Je vous propose ici un article de Jacques Secondi, paru dans le Nouvel Économiste, et consacré à la défense de l'enseignement des langues anciennes au lycée.
Langues anciennes
« Les humanités ne servent à rien en particulier, mais elles peuvent être utiles à tout . »
Les arguments de Barbara Cassin1, philosophe et helléniste, pour sauver les langues anciennes et la culture générale du naufrage.
La culture générale régresse. Ce serait la fin des humanités classiques et, en laissant s’accomplir le naufrage, les pouvoirs publics accepteraient de voir affaibli le pouvoir d’influence de la France, dénonce dans Le Monde un collectif d’écrivains et de philosophes autour d’Erik Orsenna et de Régis Debray. Invention – “digne des Monty Python” suggère le groupe – d’un concours de recrutement de professeurs de lettres classiques sans latin ni grec, disparition de l’enseignement de l’histoire-géographie pour les terminales scientifiques : ce qui était une possibilité largement offerte par l’école publique se transforme en un parcours du combattant réservé à une minorité ultra-motivée.
Spécialiste des philosophies anciennes, Barbara Cassin est solidaire. Elle insiste, elle, sur ce qui dans l’étude des altérités, celle des langues et des cultures, permet la formation de la capacité de discernement et de l’esprit critique, bref de citoyens à part entière. Laisser mourir les textes anciens serait casser le miroir lointain qui permet une meilleure lecture de notre monde. Les humanités ne servent à rien en particulier, mais elles peuvent être utiles à tout, et c’est ce qui rend leur survie si compliquée à l’heure de l’utilité quantifiée et immédiate, juge la philosophe.
« Les humanités représentent un outil précieux à notre disposition pour forger la capacité de chacun à penser, à discriminer, à critiquer, au sens grec du terme, c’est-à-dire à avoir du discernement.

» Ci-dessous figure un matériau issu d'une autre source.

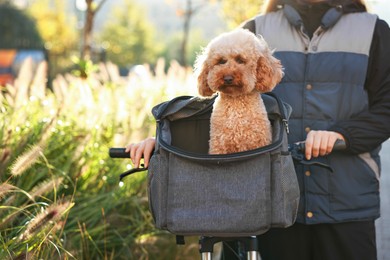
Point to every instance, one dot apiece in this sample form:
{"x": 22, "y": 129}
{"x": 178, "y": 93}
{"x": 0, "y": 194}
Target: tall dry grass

Les formes en sont variées. Il peut s’agir de l’étude des langues anciennes et des œuvres écrites dans ces langues. Rien d’exclusif dans ce choix, mais en leur présence, le processus de formation du sens critique se déclenche indiscutablement. Les langues anciennes donnent accès à un monde qui, d’une part, a formé le nôtre, d’autre part constitue une entité d’une grande richesse.
À partir de ce monde-là, on peut réfléchir aux interactions avec les autres mondes, dont le nôtre. Il ne s’agit en rien de rechercher des solutions toutes faites dans un lointain passé. En revanche, on trouve dans ces œuvres des problèmes bien posés qui nous aident à réfléchir et à mieux comprendre nos propres difficultés. C’est tout cela qui est en danger. Il y a un monde de textes anciens qui nous permettent de nous observer nous-mêmes d’un autre point de vue.
Si nous ne continuons pas à les visiter, ces textes vont finir par être réservés aux seuls spécialistes et par mourir. Les textes successifs dialoguent entre eux, ceux du présent empruntent à ceux du passé, et les textes anciens se relisent de manière différente lorsque l’on a connaissance des écrits modernes. Lorsque Aristote explique la démocratie, on mesure la proximité avec Marx. A la relecture de Marx, on constate que celui-ci est en dialogue constant avec Aristote. En ce sens, les textes antiques sont aussi modernes, par le biais de ce phénomène que l’on nomme l’intertextualité.
De l’intérêt de se voir “d’en face”
L’une des fonctions clés de la culture et des humanités, c’est d’apporter ce pouvoir de “déterritorialisation”. Le mot est de Gilles Deleuze. Il désigne cette faculté de l’individu à s’extraire de lui-même pour se regarder comme dans un miroir. Les langues constituent un outil puissant pour y parvenir. Le Dictionnaire des intraduisibles2, sur lequel nous avons été cent cinquante philosophes à coopérer, part de cette idée. Les philosophes butent en permanence sur des textes en langues qui ne sont pas les leurs. Les intraduisibles, ce n’est pas ce qui est impossible à traduire mais ce qui ne cesse de ne pas se traduire.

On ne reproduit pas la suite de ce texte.